Drifter-Based Predictions of the Spread of Surface Contamination Using Iterative Statistics: A Local Example with Global Applications

David Alan Fertitta, Louisiana State University, Oceanography and Coastal Sciences, Baton Rouge, LA, United States, Alison M Macdonald, Woods Hole Oceanographic Institution, Woods Hole, MA, United States and Irina Rypina, WHOI, Woods Hole, MA, United States
Abstract:
In the aftermath of the 2011 Fukushima nuclear power plant accident, it became critical to determine how radionuclides, both from atmospheric deposition and direct ocean discharge, were spreading in the ocean. One successful method used drifter observations from the Global Drifter Program (GDP) to predict the timing of the spread of surface contamination.

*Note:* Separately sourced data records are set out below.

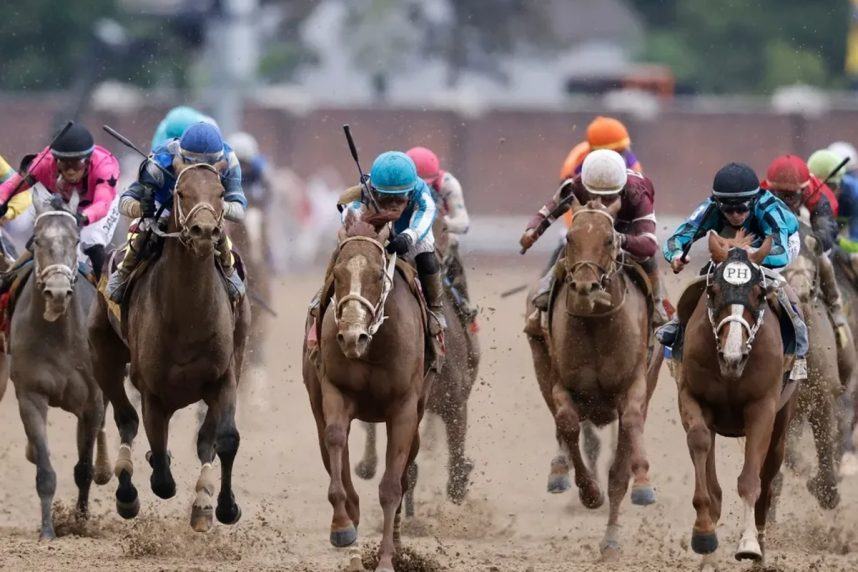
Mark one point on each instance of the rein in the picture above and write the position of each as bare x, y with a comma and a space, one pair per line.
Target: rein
750, 329
375, 310
183, 218
42, 274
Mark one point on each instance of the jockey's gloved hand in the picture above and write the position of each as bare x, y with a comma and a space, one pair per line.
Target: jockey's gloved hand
57, 203
400, 244
147, 204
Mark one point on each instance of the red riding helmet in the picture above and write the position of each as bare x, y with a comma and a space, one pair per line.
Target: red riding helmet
787, 173
428, 165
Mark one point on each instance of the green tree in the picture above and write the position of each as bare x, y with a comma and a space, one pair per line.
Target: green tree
747, 45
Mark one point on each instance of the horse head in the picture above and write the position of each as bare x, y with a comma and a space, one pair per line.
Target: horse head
592, 249
55, 240
363, 278
736, 291
198, 208
803, 273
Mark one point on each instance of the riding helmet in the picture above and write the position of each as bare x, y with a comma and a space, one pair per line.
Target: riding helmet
393, 173
75, 143
735, 182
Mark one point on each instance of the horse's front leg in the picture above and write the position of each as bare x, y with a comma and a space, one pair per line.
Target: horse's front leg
156, 421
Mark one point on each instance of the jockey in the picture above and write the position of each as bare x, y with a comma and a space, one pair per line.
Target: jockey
200, 143
73, 164
737, 202
176, 122
450, 200
605, 177
789, 179
395, 185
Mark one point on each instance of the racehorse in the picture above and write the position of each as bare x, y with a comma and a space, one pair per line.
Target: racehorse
731, 383
369, 366
596, 308
185, 343
51, 364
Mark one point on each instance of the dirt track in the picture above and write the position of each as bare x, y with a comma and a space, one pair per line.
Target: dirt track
508, 523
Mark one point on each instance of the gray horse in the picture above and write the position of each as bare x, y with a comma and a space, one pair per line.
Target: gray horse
51, 360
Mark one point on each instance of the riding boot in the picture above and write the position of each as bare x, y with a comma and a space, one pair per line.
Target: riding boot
96, 256
118, 281
433, 288
234, 284
831, 296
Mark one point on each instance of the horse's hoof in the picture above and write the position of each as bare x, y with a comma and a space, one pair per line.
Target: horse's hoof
366, 469
228, 512
202, 518
749, 549
826, 494
591, 496
610, 551
704, 542
643, 495
559, 484
344, 537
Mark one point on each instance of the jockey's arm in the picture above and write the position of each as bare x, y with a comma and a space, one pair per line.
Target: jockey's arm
423, 214
823, 223
456, 219
688, 231
235, 203
106, 174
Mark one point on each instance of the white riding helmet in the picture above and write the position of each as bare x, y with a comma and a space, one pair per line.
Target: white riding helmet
604, 172
844, 149
244, 145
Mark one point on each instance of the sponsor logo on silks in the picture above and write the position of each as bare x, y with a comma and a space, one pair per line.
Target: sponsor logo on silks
737, 273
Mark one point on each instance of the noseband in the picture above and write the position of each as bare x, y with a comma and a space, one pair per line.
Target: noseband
603, 274
183, 219
375, 310
751, 330
42, 274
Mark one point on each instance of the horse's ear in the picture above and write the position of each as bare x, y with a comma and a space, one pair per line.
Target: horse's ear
760, 254
74, 201
717, 248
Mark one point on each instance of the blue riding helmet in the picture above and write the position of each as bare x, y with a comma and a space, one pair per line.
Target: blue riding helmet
393, 173
201, 143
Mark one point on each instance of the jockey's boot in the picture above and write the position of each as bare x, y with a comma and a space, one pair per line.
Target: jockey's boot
234, 284
832, 299
96, 257
118, 281
433, 288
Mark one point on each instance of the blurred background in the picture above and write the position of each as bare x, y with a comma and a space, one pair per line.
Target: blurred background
500, 89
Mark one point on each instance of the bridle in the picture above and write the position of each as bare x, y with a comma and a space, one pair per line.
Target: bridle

U.S. coasts are home to a number of nuclear power plants as well as other industries capable of leaking contamination into the surface ocean. Here, the spread of surface contamination from a hypothetical accident at the existing Pilgrim nuclear power plant on the coast of Massachusetts is used as an example to show how the historical drifter dataset can be used as a prediction tool. Our investigation uses a combined dataset of drifter tracks from the GDP and the NOAA Northeast Fisheries Science Center. Two scenarios are examined to estimate the spread of surface contamination: a local direct leakage scenario and a broader atmospheric deposition scenario that could result from an explosion. The local leakage scenario is used to study the spread of contamination within and beyond Cape Cod Bay, and the atmospheric deposition scenario is used to study the large-scale spread of contamination throughout the North Atlantic Basin. A multiple-iteration method of estimating probability makes best use of the available drifter data. This technique, which allows for direct observationally-based predictions, can be applied anywhere that drifter data are available to calculate estimates of the likelihood and general timing of the spread of surface contamination in the ocean.